I nodded. “Just don’t cross her,” I murmured back. “Her nerves are strung like piano wire.”

“Yes, that’s apparent,” he said. “The father she speaks of—he’s dead.”

“Hunting accident. Eight years ago. They were very close—in fact, she spent some time in a sanatorium afterwards.” I didn’t know whether I should divulge all, but given our situation it seemed advisable. “Some people said it was suicide, but she denies it. Hotly. So that’s a subject you might want to stay away from.”

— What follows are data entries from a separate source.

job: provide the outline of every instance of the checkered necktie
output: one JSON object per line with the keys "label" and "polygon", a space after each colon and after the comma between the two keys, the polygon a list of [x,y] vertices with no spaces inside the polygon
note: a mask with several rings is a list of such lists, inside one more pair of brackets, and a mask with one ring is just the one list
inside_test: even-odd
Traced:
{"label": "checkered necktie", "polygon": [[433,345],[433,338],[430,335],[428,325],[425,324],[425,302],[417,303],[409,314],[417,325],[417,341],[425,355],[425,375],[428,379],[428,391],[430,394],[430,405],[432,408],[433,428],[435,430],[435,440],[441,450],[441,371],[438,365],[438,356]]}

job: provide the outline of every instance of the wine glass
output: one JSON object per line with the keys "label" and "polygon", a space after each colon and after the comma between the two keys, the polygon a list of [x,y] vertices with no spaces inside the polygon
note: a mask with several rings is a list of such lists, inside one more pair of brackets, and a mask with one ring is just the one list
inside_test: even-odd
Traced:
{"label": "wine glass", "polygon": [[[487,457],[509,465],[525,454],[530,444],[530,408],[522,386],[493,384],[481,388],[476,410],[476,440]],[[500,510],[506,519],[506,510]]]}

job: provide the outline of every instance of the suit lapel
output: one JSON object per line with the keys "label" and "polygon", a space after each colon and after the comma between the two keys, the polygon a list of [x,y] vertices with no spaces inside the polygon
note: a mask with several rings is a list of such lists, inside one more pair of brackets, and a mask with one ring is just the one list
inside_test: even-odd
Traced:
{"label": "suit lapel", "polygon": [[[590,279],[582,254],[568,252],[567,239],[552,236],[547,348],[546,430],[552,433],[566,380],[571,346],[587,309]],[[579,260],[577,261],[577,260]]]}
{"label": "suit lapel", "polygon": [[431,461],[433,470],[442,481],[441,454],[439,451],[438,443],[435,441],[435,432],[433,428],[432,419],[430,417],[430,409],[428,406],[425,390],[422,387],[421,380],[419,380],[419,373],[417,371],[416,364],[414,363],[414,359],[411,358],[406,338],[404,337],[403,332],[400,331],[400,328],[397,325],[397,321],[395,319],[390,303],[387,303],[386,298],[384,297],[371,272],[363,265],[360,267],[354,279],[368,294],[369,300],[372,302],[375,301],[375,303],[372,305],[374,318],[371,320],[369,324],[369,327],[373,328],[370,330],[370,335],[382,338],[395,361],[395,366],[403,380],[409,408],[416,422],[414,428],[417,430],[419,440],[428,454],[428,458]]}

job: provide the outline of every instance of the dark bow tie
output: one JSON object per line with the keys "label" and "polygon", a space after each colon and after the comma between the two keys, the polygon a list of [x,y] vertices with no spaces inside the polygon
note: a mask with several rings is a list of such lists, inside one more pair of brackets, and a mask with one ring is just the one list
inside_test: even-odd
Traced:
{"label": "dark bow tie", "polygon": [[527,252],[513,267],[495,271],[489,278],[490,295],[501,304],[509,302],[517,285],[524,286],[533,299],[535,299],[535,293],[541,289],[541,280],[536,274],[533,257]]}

Kreizler nodded and pulled on his gloves, watching Sara all the while. “Women of such temperament,” he said as we moved to the carriage, “do not seem fated for happiness in our society. But her capabilities are obvious.”

We got inside the barouche, and Sara began to eagerly relate the details of our interview with Mrs. Santorelli. As we made our way through the snow-quieted streets south of Gramercy Park toward Broadway, Kreizler listened without comment, his fidgeting hands the only evidence of his excitement; but by the time we reached Herald Square, where the sounds of human bustling became much louder around the elevated train station, he was full of detailed questions that tested our memories to the utmost. Laszlo’s curiosity was roused by the strange tale of the two ex-cops and the two priests who had accompanied Roosevelt’s detectives, but he had far more interest (as I had suspected he would) in young Giorgio’s sexual behavior and in the boy’s character more generally. “One of the first ways in which we can know our quarry is to know his victims,” Kreizler said, and as we pulled up under the large electric globes that lit the porte-cochere awning of the Metropolitan Opera House he asked Sara and me what sense of the boy we had formed. Each of us needed to think about that one for a bit, and we grew quiet and pensive as Stevie drove off with the barouche and Cyrus accompanied us through the doors of the porte-cochere entrance.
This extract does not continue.